Lors d’une récente interview accordée aux Échos (7/3/2022), le ministre du Travail Élizabeth Borne analyse les résultats de la quatrième édition de l’Index égalité professionnelle. Les entreprises progressent d’un point par rapport 2021 : le ministre se réjouit de cette dynamique de réduction des inégalités professionnelles, en dépit de certaines discriminations persistantes. Élizabeth Borne affirme par ailleurs que pour aller vers l’égalité, la lutte contre les stéréotypes de genre est une nécessité : trop de jeunes filles choisiraient les filières littéraires alors que nous avons de plus en plus besoin d’ingénieurs... Selon elle, l’origine du problème se trouverait tout simplement dans l’orientation (scolaire...) des jeunes filles.
Ce discours est cuit et recuit : en dépit de leurs bons résultats scolaires dans les matières scientifiques, les filles s’autocensureraient dans le choix des études supérieures, elles seraient les sempiternelles victimes des stéréotypes de genre selon lesquels la société les déterminerait à se diriger vers de prétendus métiers féminins, bien moins considérés. À force d’acheter des poupées et des dînettes aux petites filles, leurs mères rétrogrades issues tout droit des albums de Martine-petite-maman, fabriqueraient des générations "assignées" à la sphère domestique ? Quant aux professeurs (une écrasante majorité de femmes…) chargés de l’orientation des élèves notamment au lycée, ils apprécieront sûrement d’être considérés au passage comme les relais naïfs de préjugés sexistes, de faire l’objet de cette désagréable suspicion d’incompétence ou de bêtise machiste, allez savoir.
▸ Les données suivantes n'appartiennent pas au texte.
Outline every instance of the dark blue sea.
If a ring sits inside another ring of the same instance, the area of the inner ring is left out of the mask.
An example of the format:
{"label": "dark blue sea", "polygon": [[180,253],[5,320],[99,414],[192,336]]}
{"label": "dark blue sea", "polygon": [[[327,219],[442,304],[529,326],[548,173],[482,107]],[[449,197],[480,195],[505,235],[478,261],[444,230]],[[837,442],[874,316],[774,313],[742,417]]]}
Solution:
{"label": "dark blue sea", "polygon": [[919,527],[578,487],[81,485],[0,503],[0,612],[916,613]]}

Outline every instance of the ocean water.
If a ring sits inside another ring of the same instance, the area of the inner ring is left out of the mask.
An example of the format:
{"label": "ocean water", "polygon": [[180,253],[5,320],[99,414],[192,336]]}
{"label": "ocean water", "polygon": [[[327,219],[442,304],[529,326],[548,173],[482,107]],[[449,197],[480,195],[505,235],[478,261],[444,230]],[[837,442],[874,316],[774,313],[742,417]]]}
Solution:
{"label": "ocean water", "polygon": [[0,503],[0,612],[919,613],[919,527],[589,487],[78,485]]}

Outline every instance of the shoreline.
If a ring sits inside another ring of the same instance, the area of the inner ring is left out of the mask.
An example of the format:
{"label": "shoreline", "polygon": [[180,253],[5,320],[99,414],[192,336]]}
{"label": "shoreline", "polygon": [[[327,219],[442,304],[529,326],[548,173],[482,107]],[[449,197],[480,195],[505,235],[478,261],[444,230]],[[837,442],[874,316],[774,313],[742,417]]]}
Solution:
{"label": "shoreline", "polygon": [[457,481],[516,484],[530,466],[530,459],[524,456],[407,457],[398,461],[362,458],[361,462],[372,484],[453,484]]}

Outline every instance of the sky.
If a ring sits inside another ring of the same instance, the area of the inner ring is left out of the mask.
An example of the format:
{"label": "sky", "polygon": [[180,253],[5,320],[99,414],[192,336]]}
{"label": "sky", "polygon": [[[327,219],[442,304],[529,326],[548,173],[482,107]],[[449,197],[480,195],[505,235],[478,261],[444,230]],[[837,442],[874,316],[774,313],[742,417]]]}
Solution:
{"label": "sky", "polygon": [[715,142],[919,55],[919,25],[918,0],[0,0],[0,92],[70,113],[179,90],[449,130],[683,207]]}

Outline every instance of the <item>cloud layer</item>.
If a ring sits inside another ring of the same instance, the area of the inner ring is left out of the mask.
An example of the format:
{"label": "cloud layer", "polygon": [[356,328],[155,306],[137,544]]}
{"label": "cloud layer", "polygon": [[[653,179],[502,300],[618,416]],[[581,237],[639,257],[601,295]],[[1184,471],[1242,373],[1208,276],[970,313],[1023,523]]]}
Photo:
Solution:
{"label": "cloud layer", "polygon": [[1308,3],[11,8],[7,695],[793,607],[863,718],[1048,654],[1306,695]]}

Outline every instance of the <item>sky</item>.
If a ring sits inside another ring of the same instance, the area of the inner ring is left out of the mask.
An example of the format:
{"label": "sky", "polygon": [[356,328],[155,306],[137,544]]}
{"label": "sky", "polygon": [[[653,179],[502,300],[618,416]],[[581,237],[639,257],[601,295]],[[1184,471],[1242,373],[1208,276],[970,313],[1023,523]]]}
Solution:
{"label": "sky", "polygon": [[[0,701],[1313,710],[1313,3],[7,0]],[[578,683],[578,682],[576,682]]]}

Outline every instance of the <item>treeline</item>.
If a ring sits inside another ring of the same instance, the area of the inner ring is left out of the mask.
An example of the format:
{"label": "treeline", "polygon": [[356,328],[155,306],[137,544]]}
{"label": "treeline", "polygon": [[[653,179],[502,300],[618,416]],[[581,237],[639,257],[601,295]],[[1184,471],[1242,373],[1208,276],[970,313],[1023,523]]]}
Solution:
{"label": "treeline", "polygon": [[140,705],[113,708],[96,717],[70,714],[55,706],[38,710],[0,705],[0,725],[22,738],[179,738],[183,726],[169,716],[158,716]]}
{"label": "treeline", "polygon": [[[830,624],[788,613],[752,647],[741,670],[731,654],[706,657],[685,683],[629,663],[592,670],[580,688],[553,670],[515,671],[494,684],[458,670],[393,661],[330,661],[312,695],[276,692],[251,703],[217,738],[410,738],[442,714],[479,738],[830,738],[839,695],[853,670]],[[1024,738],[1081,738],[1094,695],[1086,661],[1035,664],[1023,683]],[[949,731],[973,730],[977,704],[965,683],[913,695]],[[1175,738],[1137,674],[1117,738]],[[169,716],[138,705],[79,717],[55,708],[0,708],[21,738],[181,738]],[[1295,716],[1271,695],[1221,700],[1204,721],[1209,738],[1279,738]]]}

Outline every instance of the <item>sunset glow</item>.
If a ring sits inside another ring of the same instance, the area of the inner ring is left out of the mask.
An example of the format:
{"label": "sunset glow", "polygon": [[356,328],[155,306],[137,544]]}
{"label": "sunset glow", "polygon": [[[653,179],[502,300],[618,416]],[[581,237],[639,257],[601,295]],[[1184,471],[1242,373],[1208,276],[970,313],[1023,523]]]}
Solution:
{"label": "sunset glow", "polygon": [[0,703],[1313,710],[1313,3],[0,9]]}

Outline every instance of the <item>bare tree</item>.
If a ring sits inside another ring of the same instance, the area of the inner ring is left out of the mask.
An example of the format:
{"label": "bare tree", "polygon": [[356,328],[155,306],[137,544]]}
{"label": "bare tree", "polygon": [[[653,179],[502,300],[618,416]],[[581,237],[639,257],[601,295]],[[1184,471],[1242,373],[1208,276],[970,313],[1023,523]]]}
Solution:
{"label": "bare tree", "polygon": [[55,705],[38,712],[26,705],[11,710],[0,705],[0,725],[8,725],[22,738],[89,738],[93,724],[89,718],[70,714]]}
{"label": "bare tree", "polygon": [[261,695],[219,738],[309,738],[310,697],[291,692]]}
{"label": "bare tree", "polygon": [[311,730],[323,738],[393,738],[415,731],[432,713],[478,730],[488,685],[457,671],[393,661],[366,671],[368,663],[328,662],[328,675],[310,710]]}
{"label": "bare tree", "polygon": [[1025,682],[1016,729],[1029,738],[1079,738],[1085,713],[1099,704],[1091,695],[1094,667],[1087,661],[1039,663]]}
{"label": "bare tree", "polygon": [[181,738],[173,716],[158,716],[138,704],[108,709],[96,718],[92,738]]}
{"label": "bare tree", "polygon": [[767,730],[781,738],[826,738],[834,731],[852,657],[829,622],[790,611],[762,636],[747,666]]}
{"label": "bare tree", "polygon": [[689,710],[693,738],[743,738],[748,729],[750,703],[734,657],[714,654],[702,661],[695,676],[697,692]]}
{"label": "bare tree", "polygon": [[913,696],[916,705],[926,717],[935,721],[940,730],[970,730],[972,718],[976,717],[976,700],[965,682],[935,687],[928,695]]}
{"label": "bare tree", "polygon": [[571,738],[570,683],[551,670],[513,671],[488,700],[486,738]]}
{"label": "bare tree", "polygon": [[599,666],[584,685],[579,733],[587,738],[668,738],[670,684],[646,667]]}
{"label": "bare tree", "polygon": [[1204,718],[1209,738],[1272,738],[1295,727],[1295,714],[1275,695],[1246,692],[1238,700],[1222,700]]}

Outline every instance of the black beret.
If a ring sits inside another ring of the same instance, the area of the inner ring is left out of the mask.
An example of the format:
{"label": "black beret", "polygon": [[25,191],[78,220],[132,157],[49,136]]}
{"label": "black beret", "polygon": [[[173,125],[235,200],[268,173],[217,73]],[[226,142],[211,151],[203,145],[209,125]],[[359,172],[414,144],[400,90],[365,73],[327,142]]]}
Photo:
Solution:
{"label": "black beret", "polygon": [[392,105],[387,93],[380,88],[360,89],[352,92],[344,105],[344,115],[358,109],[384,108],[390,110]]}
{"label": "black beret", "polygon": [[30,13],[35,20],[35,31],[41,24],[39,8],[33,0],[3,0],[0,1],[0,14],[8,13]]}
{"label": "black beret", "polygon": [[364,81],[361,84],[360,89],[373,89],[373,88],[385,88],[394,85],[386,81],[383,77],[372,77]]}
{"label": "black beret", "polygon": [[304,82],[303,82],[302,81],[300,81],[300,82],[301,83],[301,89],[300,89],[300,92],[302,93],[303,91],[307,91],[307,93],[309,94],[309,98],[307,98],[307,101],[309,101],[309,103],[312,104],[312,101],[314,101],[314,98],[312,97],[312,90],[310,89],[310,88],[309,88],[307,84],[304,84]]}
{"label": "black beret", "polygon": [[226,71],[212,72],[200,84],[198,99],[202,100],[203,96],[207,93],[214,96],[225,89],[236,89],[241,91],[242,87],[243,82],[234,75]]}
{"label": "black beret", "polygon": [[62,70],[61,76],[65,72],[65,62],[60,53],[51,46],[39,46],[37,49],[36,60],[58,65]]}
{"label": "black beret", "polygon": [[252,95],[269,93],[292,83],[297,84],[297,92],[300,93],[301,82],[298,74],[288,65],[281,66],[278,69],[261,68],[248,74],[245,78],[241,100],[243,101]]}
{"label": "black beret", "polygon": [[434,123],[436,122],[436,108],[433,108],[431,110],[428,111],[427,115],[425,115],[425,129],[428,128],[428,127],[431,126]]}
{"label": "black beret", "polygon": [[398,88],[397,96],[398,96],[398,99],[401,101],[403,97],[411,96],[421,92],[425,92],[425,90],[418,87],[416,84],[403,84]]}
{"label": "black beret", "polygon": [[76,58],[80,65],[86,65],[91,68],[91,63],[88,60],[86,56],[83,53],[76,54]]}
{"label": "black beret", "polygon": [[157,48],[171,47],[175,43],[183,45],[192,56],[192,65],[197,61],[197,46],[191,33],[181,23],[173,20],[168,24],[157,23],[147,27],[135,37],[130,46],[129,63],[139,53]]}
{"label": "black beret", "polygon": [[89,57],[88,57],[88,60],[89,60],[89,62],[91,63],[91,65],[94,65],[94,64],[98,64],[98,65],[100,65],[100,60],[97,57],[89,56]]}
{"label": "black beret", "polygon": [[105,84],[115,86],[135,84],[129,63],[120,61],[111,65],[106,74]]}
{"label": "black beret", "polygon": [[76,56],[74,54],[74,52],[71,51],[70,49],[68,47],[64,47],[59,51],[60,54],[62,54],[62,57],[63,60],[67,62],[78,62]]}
Qu’il y ait très peu de garçons dans les spécialités humanités ce n’est pas grave, mais quand les filles sont en minorité dans les écoles d’ingénieurs, c’est un drame.
Mais quand va-t-on cesser de considérer les jeunes filles comme de pauvres idiotes incapables de se déterminer par elles-mêmes ? Quand va-t-on cesser de les suspecter de faiblesse, de manque d’ambition, de soumission passive à de prétendues injonctions sociétales ? Et à l’inverse, qui s’inquiète de la sous-représentation des garçons en IFSI (Institut de formation en soins infirmiers) ? Qui déplore les sous-effectifs masculins dans les contingents de professeurs des écoles ? Que fait Marlène Schiappa sur la question ? On ne manquerait donc pas d’infirmières et d’infirmiers ? Et quelles sont les femmes, en France, qui éduquent leurs filles comme au XIXe siècle ? De plus, quand une fille choisit de ne pas se tourner vers des études scientifiques c’est un problème, mais qu’un garçon déclare ne pas aimer le français, la grammaire ou le latin, c’est un non-sujet : elle est là, l’inégalité de traitement. Qu’il y ait très peu de garçons dans les spécialités humanités ce n’est pas grave, mais quand les filles sont en minorité dans les écoles d’ingénieurs, c’est un drame.
Une instrumentalisation déguisée
Osons remettre en question cette injonction à aller vers les sciences qui pèse sur les filles, osons en chercher le bien-fondé : remplir les écoles d’ingénieur avec des filles parce qu’on manque d’ingénieurs, n’est-ce pas une instrumentalisation déguisée ? Osons nous rapprocher de la réalité, du terrain : prenons au sérieux toutes ces jeunes filles qui exposent avec sérieux et lucidité les raisons pour lesquelles elles veulent étudier le droit, l’histoire, les lettres, l’économie, les sciences humaines ou politiques, la gestion, la médecine… Si elles ont été suffisamment malignes pour briller en maths jusqu’au bac, reconnaissons leur autant d’intelligence pour choisir leur voie avec discernement.